LE COMTE. Ainsi tu espères gagner ton procès contre Marceline?

FIGARO. Me feriez-vous un crime de refuser une vieille fille, quand votre Excellence se permet de nous souffler toutes les jeunes!

LE COMTE, raillant. Au tribunal le magistrat s'oublie, et ne voit plus que l'ordonnance.

FIGARO. Indulgente aux grands, dure aux petits…

LE COMTE. Crois-tu donc que je plaisante?

FIGARO. Eh! qui le sait, Monseigneur? Tempo è galant uomo, dit l'italien; il dit toujours la vérité: C'est lui qui m'apprendra qui me veut du mal ou du bien.
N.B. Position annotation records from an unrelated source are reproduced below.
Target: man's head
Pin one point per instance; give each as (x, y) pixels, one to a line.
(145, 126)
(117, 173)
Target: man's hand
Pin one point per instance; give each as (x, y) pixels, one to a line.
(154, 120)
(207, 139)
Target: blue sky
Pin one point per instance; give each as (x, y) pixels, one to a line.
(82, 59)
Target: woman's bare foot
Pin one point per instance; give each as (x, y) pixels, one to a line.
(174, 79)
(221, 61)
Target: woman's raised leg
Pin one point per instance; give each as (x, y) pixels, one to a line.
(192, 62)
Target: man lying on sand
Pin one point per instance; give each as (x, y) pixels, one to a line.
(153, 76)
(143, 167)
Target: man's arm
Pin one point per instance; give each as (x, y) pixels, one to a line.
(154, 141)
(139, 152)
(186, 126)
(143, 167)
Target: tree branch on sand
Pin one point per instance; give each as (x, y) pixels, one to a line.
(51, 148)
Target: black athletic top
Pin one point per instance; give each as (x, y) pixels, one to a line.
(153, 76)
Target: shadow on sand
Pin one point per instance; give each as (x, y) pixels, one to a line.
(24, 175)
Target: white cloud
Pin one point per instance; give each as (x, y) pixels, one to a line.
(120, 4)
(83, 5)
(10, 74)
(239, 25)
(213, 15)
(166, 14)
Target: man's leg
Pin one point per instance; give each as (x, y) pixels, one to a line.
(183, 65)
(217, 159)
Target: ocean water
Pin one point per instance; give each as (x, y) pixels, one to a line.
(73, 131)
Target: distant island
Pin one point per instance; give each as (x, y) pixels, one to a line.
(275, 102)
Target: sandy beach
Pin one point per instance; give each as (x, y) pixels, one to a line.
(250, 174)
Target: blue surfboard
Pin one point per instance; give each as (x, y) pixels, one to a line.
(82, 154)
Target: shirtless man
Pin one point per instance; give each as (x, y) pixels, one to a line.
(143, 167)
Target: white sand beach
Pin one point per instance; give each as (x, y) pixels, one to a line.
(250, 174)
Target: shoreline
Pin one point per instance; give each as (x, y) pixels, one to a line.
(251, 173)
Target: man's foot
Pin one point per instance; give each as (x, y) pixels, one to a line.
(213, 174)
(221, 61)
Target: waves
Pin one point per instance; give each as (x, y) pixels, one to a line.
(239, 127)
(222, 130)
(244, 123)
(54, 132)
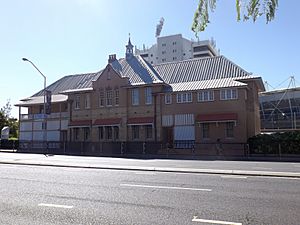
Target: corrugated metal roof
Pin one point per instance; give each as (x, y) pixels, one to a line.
(40, 100)
(205, 84)
(200, 69)
(71, 82)
(137, 70)
(192, 74)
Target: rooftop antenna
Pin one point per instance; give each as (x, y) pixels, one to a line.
(159, 27)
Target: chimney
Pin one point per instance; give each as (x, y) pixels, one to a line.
(111, 58)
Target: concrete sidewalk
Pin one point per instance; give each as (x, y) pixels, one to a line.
(135, 164)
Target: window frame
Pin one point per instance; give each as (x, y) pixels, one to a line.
(77, 102)
(168, 96)
(87, 101)
(205, 130)
(109, 98)
(101, 99)
(206, 96)
(135, 99)
(117, 97)
(228, 94)
(148, 96)
(229, 130)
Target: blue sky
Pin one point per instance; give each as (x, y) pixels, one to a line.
(64, 37)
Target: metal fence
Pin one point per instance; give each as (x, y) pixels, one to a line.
(136, 148)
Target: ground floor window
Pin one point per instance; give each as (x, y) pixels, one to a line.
(116, 133)
(135, 132)
(205, 130)
(101, 133)
(229, 129)
(86, 133)
(149, 131)
(108, 133)
(76, 134)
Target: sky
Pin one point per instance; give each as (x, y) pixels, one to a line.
(64, 37)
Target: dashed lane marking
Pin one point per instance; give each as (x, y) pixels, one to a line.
(195, 219)
(165, 187)
(234, 176)
(55, 206)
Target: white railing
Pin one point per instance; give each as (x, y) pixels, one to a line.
(41, 116)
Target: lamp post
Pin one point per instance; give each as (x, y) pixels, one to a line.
(44, 116)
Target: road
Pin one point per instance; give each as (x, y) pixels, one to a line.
(150, 163)
(54, 195)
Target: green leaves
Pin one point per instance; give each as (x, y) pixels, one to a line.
(252, 9)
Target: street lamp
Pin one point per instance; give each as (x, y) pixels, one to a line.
(44, 117)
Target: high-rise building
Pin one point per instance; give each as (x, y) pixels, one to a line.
(174, 48)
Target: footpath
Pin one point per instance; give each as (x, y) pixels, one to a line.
(246, 168)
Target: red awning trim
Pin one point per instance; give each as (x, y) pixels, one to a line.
(80, 123)
(221, 117)
(108, 122)
(140, 121)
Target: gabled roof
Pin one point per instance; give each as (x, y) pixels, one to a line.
(138, 71)
(71, 82)
(200, 69)
(192, 74)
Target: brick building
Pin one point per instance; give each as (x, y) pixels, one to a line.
(199, 100)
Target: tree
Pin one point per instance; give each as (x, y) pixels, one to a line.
(247, 8)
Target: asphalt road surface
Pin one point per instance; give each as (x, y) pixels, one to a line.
(54, 195)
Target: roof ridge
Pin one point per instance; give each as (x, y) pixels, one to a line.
(147, 67)
(190, 60)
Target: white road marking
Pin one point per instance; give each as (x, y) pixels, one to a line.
(261, 168)
(285, 178)
(56, 206)
(195, 219)
(145, 173)
(164, 187)
(234, 176)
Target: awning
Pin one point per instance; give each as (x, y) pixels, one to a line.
(39, 100)
(108, 122)
(221, 117)
(80, 123)
(140, 121)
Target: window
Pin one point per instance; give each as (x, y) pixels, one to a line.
(148, 131)
(168, 98)
(227, 94)
(77, 102)
(135, 96)
(229, 129)
(116, 133)
(101, 133)
(205, 130)
(205, 96)
(86, 133)
(109, 98)
(87, 101)
(76, 134)
(117, 93)
(101, 99)
(108, 133)
(135, 132)
(148, 95)
(184, 97)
LE COMTE, à part, Je vois qu'on lui a tout dit; il épousera la duégne..

FIGARO, à part. Il a joué au fin avec moi, qu'a-t-il appris?

Scène 6

LE COMTE, UN LAQUAIS, FIGARO

LE LAQUAIS, annonçant. Dom Gusman Brid'oison.

LE COMTE. Brid'oison?

FIGARO. Eh! sans doute. C'est le juge ordinaire, le lieutenant du siège, votre prud'homme.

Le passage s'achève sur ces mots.